Actually, along that vein of thought... I'm going to have to test because my doctor (who is trying very hard to encourage my body to work all on it's own) wants me to take 10 days of Provera if I don't get af by a certain point. Obviously I need to know if it's prenancy related though. This could be bad. But I got crosshairs today - real honest to god solid red crosshairs on cd 18. It looks weird though... Nothing like any other chart so I don't know what to make of it.
post #96 of 1084
My temp was 98.0 this morning. I haven't been putting it into FF because I don't want it to be real. I read on a website that a cyst rupturing can cause a temp shift and early ovulation is most likely just a cyst. So it's another month down the drain. And maybe this has been happening all along. But my GYN has failed to figure out any potential problem. :

I am so sick of this process. I am sick of looking at my pregnant, twit coworker and thinking why was it so easy for her??? I am sick of feeling like an incomplete person. I am sick of feeling alone. But I don't know what I can do to make it better/easier/go away. Especially the thought that maybe I don't deserve to have a child because maybe I'd be a lousy mother.

mommy_i_c I vote to wait till at least 12 DPO. Then you stand a better chance at a BFP.

ocean Don't worry about it. I took the test to be sure because I needed to know. I'm more upset that it looks like I might have actually "ovulated".
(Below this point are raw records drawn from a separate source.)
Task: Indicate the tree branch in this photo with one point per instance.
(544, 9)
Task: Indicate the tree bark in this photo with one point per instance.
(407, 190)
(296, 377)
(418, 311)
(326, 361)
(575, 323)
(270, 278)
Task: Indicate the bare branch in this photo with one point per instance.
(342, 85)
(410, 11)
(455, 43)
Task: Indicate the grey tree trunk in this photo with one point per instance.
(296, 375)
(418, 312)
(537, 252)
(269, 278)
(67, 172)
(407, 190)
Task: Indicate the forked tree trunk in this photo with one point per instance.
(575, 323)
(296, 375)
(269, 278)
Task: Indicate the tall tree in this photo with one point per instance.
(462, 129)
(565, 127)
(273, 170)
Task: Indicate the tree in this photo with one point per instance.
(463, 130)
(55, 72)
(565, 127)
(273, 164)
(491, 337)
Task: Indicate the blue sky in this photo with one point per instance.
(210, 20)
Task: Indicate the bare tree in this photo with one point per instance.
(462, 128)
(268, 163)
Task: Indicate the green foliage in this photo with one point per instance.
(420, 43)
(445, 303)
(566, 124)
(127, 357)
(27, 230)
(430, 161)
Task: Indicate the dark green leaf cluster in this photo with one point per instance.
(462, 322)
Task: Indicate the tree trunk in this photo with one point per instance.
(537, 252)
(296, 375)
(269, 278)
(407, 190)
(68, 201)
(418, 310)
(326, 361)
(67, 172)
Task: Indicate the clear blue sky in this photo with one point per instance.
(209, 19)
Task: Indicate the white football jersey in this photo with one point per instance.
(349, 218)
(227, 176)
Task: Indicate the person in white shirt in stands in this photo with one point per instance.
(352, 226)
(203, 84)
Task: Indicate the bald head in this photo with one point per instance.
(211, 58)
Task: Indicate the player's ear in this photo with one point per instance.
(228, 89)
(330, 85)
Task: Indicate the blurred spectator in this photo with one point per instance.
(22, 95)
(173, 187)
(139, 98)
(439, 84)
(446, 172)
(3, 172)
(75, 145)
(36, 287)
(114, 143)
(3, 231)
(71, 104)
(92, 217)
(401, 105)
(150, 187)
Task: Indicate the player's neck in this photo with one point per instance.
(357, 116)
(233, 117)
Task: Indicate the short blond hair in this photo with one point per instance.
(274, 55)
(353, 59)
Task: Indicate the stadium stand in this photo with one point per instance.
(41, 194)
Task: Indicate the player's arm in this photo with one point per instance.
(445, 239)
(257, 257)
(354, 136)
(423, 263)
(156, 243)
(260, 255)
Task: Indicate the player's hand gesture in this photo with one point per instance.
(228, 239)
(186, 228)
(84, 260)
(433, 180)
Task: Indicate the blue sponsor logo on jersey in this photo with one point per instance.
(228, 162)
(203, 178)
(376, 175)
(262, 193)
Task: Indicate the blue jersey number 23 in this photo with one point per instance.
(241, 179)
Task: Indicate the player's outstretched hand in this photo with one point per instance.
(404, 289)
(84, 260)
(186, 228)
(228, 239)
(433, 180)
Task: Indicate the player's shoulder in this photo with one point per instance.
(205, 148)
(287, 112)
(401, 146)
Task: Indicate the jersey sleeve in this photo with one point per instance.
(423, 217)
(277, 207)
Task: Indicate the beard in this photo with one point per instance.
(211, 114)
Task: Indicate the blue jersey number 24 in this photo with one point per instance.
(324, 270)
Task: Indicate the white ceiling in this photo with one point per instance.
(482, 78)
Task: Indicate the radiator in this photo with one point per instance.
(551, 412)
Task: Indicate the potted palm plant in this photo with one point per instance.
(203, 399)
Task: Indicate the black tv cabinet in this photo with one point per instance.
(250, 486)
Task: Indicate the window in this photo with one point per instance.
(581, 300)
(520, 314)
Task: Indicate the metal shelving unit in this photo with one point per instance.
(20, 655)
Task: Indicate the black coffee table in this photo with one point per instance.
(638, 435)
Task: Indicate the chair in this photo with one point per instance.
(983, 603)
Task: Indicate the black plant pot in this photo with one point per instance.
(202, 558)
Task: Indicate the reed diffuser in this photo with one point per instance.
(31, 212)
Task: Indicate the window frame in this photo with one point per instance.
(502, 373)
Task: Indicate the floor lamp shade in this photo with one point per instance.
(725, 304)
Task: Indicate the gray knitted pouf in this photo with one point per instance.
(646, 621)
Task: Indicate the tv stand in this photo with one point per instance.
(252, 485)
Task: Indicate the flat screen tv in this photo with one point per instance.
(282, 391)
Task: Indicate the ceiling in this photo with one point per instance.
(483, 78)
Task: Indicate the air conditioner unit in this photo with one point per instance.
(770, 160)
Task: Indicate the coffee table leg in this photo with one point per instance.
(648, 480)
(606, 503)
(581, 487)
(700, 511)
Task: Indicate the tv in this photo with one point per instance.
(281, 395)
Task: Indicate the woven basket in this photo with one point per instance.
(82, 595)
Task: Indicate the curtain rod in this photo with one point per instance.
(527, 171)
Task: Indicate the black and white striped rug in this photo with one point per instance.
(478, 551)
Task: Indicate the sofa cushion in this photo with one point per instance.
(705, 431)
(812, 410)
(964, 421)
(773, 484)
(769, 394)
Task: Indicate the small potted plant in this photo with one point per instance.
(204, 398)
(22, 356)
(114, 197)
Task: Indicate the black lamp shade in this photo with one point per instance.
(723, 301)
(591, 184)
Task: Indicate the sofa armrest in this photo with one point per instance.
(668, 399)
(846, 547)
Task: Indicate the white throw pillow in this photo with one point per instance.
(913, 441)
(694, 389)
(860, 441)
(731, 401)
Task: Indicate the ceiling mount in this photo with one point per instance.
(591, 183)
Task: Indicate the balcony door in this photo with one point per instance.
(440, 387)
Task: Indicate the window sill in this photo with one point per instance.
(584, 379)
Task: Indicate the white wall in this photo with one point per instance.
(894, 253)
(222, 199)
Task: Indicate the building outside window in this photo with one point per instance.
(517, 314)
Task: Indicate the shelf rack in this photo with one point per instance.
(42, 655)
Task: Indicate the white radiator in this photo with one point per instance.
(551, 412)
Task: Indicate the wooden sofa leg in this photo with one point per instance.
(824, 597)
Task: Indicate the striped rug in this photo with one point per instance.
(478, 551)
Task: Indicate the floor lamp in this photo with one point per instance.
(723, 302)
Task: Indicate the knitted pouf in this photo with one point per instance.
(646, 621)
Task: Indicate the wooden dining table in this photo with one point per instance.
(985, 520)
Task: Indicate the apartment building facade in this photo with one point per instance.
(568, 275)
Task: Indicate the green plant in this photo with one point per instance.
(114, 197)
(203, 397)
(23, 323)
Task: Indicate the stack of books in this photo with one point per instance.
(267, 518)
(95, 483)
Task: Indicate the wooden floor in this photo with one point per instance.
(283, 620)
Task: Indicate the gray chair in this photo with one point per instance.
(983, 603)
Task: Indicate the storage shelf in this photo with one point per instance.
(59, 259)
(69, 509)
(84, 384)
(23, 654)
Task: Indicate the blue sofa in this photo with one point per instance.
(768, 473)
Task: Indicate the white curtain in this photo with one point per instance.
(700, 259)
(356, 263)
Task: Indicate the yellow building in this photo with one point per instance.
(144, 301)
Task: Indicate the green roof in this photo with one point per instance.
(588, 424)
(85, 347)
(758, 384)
Tenk I know what you mean about all this started from a dog's name. I do that sometimes to my hubby because I'll hold stuff in sometimes. So everything probably just snowballed out of control. Definitely sit down with him and talk it over. He's probably having a lot of emotions in regards to the MC right now and maybe just isn't sure what to do about them.
post #97 of 1084
Tenk I agree that DH is probably also hurting. Could he also have been tired and irratable? The only reason I say this is because my DH is also a firefighter. When he doesn't get much sleep at work we fight like we don't even like each other. It's horrible! I don't know if this fits for you or not but I just thought I'd ask? If it were me I would let him know how upset you felt when he said that and let him know that you understand his feelings too. I would ask him to tell you how he feels about having another baby and his feelings around the loss of Kamryn and the m/c. I have a hard time hearing what my DH is trying to say- it like pulling teeth getting him to talk about how he feels because he really just wants to make me happy - so he doesn't want to upset me with how he feels until its too much for him and he lets it all out. Anyway, most of this is just my experience with my DH.

to you!
post #98 of 1084
Only three days into December and this month's thread is already 5 pages long! You ladies are very chatty lately - no wonder I'm having problems keeping up unless I check it 20 times a day!

tenk

cd24 here and my temp just dropped quite a bit from yesterdays so I'm thinking maybe I o'd today or last night? We'll see if there is a corresponding rise the next three days. Then again my body could just be playing tricks on me or it could be due to the fact that it is INCREDIBLY cold here lately and colder so last night than any other night lately. We shall see, right? :
post #99 of 1084



To everyone! I'm sending good thoughts to all of you.

T
post #100 of 1084
Ok, here's my oath. I promise not to test unless I absolutley can NOT stand it another minute. In which case, I'll have to ask DH for the tests he's hiding right now, and I don't want to do that. So... that's the deal...

Teneal~
How are you doing? I'm debating on wether to call you or not... I don't want to make you have to talk about it if you don't want to...

ChristyM26~
:

allisonrose~
I'm pretty sure you're Oing today. I have the feeling...

pamered_mom~
We just like keeping our threadkeeper on her toes

Tara~
Glad to see you! Hope all is well.

I had an episode about 10 minutes ago with DH and I cried again. Now I'm fine. It is like there was a flood of emotion and then it was gone. Now he's buggin me fore a nooner... Last night's little dance did wonders for his libido! He's all about the love now. What did I get myself into???